Despite the group’s name’s claim to be authentic (típico) rural Cibao style merengue, the group was actually influenced by Luis Alberti’s Big Band orchestra in Santo Domingo (1). Viloria emulated the jazz-influenced, sophisticated merengues of urban bandleaders with his use of the bass, and of the alto and tenor saxophone. Like Alberti, he opted for the piano accordion in place of the traditionally used button accordion, which was harmonically limited (2). This blend of merengue típico and urban style merengue gave the group a distinctive sound unheard of prior to Viloria. Their merengues consisted of jaleos (riffs), which are the last of three sections in the traditional merengues. The captivating solo jaleos were executed by Ramón E. García and mixed with the tambora and güira rhythms.
These albums include different merengue rhythms, such as pambiche, traditional merengue, and jalemengue. Viloria’s breakthrough hit “A lo Oscuro,” is his best known merengue due to the song’s contagious, hilarious, and catchy chorus: “A lo oscuro metí la mano/A lo oscuro metí los pies/A lo oscuro hice mi lío/A lo oscuro lo desaté” describing all the things you could get away with in the dark. It is also emblematic of the group’s modern sound, with a great performance of musical improvisation on the alto saxophone by Ramón E. Garcia. The lively jalemengues (a mambo-inspired saxophone introduction followed by a jaleo) “Consigueme Eso” and “Amoríos,” written by Pedro N. Pérez, are a beautiful mix with the modern conjunto típico accompaniment of tambora, piano-accordion, bass, and güira. The pambiche style, or merengue apambichao, of “Vete Lejos,” and “Macario y Felipa,” is a slower and more harmonious merengue and the tambora is played at a slightly slower tempo. Moreover, the joyful, traditional, merengue “Vironay,” better known as “Así es como se baila,” is inspired by the popular game of dice among adults in the countryside of the Dominican Republic, where they would place small and large bets on the game. This song is an updated version of the original recorded by Rafael Petitón Guzmán’s Lira Dominicana in 1940 with a highly danceable rhythm and catchy chorus. The song “El Carabine” pays homage to carabiné a folkloric rhythm and dance from the rural southwestern region of the Dominican Republic with a playful and stylized interpretation that incorporates the melody and lyrics of the song also known as “Cara Sucia” translated as “Dirty Face.”
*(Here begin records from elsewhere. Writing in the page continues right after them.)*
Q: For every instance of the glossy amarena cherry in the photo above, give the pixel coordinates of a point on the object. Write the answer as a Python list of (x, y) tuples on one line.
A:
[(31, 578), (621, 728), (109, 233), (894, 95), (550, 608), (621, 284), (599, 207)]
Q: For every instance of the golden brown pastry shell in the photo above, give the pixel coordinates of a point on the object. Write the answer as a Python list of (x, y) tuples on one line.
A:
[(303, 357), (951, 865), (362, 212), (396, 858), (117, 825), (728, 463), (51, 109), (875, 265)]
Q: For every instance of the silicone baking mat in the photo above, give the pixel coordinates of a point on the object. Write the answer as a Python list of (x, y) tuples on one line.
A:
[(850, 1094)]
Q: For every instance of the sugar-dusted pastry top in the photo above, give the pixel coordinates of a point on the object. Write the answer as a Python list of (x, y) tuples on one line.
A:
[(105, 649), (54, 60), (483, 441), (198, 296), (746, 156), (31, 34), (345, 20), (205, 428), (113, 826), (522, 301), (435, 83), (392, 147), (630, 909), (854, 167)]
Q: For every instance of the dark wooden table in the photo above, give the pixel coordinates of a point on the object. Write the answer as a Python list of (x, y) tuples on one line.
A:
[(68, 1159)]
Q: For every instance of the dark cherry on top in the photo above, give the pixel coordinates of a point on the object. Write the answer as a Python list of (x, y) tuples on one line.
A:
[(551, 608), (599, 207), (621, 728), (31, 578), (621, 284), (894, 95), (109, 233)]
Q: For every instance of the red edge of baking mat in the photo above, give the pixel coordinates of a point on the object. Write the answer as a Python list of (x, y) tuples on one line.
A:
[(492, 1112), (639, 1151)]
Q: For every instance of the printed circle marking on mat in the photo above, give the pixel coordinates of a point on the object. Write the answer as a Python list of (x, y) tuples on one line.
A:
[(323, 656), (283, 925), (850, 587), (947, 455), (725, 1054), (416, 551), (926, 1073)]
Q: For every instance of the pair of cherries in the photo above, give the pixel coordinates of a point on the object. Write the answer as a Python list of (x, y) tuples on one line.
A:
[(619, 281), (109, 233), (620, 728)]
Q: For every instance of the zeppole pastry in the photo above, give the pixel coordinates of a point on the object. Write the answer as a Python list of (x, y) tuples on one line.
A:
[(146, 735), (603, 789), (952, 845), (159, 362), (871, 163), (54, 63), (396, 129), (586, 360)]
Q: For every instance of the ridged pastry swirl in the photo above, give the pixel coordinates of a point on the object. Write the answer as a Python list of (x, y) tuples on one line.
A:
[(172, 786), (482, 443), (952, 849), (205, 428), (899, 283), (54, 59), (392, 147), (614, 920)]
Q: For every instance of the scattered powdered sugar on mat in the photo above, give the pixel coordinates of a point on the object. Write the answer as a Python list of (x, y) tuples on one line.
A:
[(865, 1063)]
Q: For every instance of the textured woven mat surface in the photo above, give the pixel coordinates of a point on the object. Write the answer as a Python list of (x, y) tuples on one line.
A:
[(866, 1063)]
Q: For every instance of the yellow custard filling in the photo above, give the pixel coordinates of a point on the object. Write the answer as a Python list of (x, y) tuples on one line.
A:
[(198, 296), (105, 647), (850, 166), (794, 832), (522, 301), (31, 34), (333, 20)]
There is even some Colombian flavor, with the porro merengue “Porque me dejaste,” a nice surprise with the entwining melodies of the alto saxophone and piano accordion. These treasures, some forgotten, are representative of Dominican merengue’s popularity internationally in the 1950s. Some of Viloria’s other well known hits on these albums were, “El Jarro Pichao,” “Yo baile con Josefina,” “El Pelero,” and “Merengue Cerrao.''
The positive reception and support for these merengues helped launched the next generation merengue conjuntos in the wake of Viloria passing in the form of Luis Quintero y su Conjunto Alma Cibaeña, Dioris Valladares y su Conjunto Típico, and Ramón García y su Conjunto Nuevo Cibao for Ansonia Records.
(1) Austerlitz, Paul. Merengue: Dominican Music and Dominican Identity. Philadelphia: Temple University Press, 1997, 74.
(2) Austerlitz, Paul. “The Jazz Tinge in Dominican Music: A Black Atlantic Perspective.” Black Music Research Journal, vol. 18, no. 1/2, 1998, p. 6.